Investigating the Development of Design Principles of Playground Areas for Children by Focusing on Age Group (5-12) (Case Study: Rasht)

Document Type : Research Article


1 Member of academic fellowship and instructor in University of Islamic Azad, Tehran, Iran.

2 Assistant professor and member of academic fellowship in Islamic Azad University, Qazvin, Iran.

3 M.A in Urbanism from Islamic Azad University, Qazvin, Iran


Urban design in Iran does not have a long history and the designing playgrounds for children, particularly in age group (5-12), have been less prioritized. In Iran’s old cities, due to the identity and emotional attachment of inhabitants and their adaptation to traditional communities, children may easily find their needed area for playing.

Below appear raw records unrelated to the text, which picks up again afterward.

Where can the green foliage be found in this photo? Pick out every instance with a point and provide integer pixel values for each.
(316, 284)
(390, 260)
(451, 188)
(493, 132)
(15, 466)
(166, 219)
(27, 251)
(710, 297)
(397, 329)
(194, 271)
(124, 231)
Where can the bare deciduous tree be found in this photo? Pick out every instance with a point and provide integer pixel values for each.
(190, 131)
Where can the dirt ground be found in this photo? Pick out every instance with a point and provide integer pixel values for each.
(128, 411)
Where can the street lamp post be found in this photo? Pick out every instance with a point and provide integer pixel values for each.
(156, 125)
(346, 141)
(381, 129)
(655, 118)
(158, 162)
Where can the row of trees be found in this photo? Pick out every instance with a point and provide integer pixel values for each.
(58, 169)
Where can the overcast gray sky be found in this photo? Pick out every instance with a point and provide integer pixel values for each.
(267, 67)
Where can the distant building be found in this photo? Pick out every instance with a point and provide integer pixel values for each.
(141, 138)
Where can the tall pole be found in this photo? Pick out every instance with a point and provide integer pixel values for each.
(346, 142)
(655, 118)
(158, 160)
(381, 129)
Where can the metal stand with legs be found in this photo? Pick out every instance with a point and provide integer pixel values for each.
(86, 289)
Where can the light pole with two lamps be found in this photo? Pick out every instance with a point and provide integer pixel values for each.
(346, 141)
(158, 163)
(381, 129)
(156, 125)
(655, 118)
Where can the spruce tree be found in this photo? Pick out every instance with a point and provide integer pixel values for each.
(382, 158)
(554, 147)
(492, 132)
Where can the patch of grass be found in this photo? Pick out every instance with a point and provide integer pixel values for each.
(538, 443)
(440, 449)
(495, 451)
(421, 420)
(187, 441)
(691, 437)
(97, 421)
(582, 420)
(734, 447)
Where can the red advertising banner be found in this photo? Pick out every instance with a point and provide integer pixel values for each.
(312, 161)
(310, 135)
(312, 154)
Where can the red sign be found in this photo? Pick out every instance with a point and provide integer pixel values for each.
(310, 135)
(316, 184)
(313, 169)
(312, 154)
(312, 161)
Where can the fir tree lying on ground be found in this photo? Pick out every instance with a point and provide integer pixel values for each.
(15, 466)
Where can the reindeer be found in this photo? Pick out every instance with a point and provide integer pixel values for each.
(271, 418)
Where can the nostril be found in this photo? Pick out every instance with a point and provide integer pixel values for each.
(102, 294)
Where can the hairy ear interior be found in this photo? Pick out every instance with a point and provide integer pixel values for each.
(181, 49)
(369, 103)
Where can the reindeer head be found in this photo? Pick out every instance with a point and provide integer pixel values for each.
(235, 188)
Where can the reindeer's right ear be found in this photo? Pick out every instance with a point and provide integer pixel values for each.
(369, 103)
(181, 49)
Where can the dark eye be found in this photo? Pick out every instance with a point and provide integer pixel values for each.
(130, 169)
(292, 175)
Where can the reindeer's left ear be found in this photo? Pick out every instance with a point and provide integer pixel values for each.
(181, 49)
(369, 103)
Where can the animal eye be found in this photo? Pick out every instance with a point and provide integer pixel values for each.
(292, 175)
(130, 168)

Today, urbanism has caused spatial limitations for children and this has resulted in a completely different way of their game from the former generation. The popularity of computer games among more than 80% of children today testifies to this fact. Therefore, it is necessary to develop urban solutions for the present cities in order to allocate appropriate areas to this age class. By adapting the current principles and criteria in designing playground areas, the present article has compared these two subjects and through proving
some hypotheses, it deemed children’s expectations about playgrounds today to be higher than traditional swings and slides and it observed this to require revision while it has been influenced by the technique of designing playground areas and matrix environment through type of houses in order to confirm on the way of neighborhood’s design and its impact on children’s
playing behaviors and their physical activities. It has tried to propose new principles toward designing playgrounds for children, especially age group (5-12); a type of approach that benefits the designs of contemporary playground areas as its ultimate objective and based on identifying children’s needs and interests. The article is also meant to improve the quality
for children’s games in urban areas for further presence of children in order to create qualitative game opportunities via a conscious process.